To cite Sledge, please use:

[SLEDGE_CITATION_PLACEHOLDER]

[SLEDGE_PAPER_LINK_PLACEHOLDER]

Acknowledgements

We would like to thank the developers of HMMER3 ¹ for the EASEL tools and base pHMMER pipeline that have been customized for sledge_splitter and sledge_filter.

OS support matrix

OS	Build support	`sledge_filter` support	External tools support	Notes
Linux (x86_64)	Official	Official	Official	Primary supported platform.
macOS (Apple Silicon / Intel)	Official	Official	Official	Use Homebrew/system packages for dependencies.
Windows (WSL2)	Official (via Linux in WSL2)	Official (via Bash in WSL2)	Official (via Linux in WSL2)	Recommended Windows path.
Windows (native)	Planned	Planned	Planned	Not currently first-class; requires separate installers and shell adaptations.

Requirements

Core build tools (all supported platforms)

C compiler (gcc/clang)
GNU make
ar, ranlib
Bash (for sledge_filter and install helpers)
pthread and math library (-lm)

Runtime dependencies for sledge_filter

MMseqs2
NCBI BLAST+ (makeblastdb, blastp)
FASTA package (ssearch36)

Refer to the external tools section for installation through make.

Installation

1) Clone and build core binaries

git clone https://github.com/sledgeseq/sledge.git
cd sledge/ # adjust if your repo root differs
./configure   # detects CPU (SSE on x86_64, NEON on aarch64/arm64); writes build-config.mk
make

Shell (bash vs zsh): It does not matter whether you use bash or zsh as your login shell. ./configure has a #!/usr/bin/env bash, so it always runs under bash. The same commands work in Terminal with zsh.

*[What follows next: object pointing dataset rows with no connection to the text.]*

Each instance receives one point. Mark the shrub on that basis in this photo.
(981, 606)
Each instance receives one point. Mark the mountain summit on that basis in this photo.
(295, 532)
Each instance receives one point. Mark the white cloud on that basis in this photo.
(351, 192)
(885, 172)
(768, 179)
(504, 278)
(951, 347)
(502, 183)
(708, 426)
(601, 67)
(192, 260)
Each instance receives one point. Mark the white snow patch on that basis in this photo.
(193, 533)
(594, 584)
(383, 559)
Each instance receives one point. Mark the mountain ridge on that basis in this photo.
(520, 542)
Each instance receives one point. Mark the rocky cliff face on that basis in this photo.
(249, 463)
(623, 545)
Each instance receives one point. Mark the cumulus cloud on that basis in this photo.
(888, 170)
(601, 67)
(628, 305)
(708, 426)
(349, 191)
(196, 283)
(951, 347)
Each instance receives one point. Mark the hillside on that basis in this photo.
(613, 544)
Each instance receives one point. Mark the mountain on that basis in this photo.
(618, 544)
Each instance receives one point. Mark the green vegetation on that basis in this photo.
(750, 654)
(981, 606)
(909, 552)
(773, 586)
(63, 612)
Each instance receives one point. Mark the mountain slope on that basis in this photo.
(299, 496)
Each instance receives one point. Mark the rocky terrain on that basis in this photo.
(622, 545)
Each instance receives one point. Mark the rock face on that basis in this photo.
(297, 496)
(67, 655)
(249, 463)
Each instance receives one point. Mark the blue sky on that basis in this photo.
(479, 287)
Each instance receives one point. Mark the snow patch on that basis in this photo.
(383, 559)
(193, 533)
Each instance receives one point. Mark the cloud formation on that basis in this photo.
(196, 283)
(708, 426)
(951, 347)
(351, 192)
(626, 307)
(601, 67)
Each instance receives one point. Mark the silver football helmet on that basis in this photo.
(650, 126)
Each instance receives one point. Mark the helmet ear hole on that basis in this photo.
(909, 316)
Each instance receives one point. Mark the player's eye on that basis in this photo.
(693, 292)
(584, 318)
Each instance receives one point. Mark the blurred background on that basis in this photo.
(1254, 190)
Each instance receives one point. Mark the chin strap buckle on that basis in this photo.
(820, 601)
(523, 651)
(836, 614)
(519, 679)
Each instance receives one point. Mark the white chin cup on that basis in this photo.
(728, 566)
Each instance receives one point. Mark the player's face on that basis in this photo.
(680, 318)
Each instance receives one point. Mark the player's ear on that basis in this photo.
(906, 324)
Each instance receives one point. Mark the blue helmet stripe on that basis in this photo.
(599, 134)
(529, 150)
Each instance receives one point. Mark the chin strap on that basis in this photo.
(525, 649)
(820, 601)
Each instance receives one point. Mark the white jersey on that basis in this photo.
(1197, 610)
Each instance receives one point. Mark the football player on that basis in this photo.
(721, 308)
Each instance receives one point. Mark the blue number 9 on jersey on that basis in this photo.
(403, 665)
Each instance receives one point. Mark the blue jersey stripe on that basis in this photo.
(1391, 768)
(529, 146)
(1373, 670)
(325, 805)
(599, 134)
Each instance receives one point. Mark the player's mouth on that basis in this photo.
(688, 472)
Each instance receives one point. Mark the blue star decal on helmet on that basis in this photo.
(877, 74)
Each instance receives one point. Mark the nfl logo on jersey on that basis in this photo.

If you see “Permission denied” when running scripts: your clone may be missing executable bits. Re-enable with:

chmod +x configure install/install_external.sh install/macos/install_external_macos.sh

or

chmod +x configure install/install_external.sh install/linux/install_external_linux.sh

You can also run scripts via bash <script> as a fallback (for example, bash configure).

Re-run ./configure after changing machines or if you want to force a backend (./configure --with-impl=sse or --with-impl=neon). make distclean removes build-config.mk as well as build products.

Executables land in bin/:

Binary	Role
`sledge_splitter`	Profmark-style split of one FASTA DB into train / test / val
`phmmer_filter`	Pairwise sequence similarity filter using HMMER
`sledge_filter`	Shell pipeline: configurable order of p / m / b / s steps

Add bin to your PATH or call tools with full paths:

export PATH="/path/to/sledge/bin:$PATH"

2) Install external tools (MMseqs2, BLAST+, FASTA/ssearch36)

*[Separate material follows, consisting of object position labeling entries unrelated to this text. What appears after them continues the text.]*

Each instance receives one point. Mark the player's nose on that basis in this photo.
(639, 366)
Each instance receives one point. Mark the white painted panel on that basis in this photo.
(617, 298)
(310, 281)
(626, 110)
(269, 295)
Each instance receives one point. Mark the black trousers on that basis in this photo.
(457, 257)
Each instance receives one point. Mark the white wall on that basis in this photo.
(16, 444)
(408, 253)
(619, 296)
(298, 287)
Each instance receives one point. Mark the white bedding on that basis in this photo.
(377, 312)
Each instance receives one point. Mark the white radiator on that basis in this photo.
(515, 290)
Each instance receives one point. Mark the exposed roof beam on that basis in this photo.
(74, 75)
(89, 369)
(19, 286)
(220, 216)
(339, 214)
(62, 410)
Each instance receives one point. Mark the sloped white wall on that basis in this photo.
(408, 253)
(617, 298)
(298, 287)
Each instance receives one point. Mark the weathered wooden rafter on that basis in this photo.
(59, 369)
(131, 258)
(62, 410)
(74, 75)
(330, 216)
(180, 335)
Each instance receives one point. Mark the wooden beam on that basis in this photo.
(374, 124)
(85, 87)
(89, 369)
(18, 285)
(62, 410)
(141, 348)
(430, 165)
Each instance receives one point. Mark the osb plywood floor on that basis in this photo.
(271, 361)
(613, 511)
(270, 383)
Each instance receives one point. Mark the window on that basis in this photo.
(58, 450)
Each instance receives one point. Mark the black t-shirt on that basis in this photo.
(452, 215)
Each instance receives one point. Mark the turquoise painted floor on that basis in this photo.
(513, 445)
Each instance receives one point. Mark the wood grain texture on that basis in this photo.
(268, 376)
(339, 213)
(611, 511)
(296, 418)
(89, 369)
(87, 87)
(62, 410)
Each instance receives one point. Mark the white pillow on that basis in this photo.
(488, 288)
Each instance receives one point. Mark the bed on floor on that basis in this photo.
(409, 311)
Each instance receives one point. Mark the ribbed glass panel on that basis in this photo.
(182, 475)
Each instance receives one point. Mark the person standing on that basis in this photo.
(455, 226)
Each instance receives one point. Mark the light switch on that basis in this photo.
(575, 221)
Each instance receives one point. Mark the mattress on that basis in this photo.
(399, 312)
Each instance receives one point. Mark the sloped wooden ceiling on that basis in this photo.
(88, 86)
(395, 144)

Install external tools through the Makefile:

make install-external

External tools

This installs MMseqs2, BLAST+, and FASTA tools into sledge/external_tools by default.

Linux (install/linux/install_external_linux.sh) selects downloads from uname -m: x86_64 uses MMseqs2 sse2 binaries and NCBI x64-linux BLAST; aarch64/arm64 uses MMseqs2 arm64 and NCBI aarch64-linux BLAST, and builds FASTA36 with non-SSE makefiles. Override MMseqs flavor with MMSEQS_ARCH (e.g. avx2 on capable x86_64) or NCBI tarball name with BLAST_PLATFORM if needed.

If external tools are already installed, point sledge_filter to them in your config (see install/test_filter.config):

Config key	Set this to
`MMSEQS`	Full path to `mmseqs` executable
`BLAST_DIR`	Directory containing `makeblastdb` and `blastp`
`FASTA_DIR`	Directory containing `ssearch36`

sledge_filter can also run on a subset of tools. Only the tools used in --order need to be installed.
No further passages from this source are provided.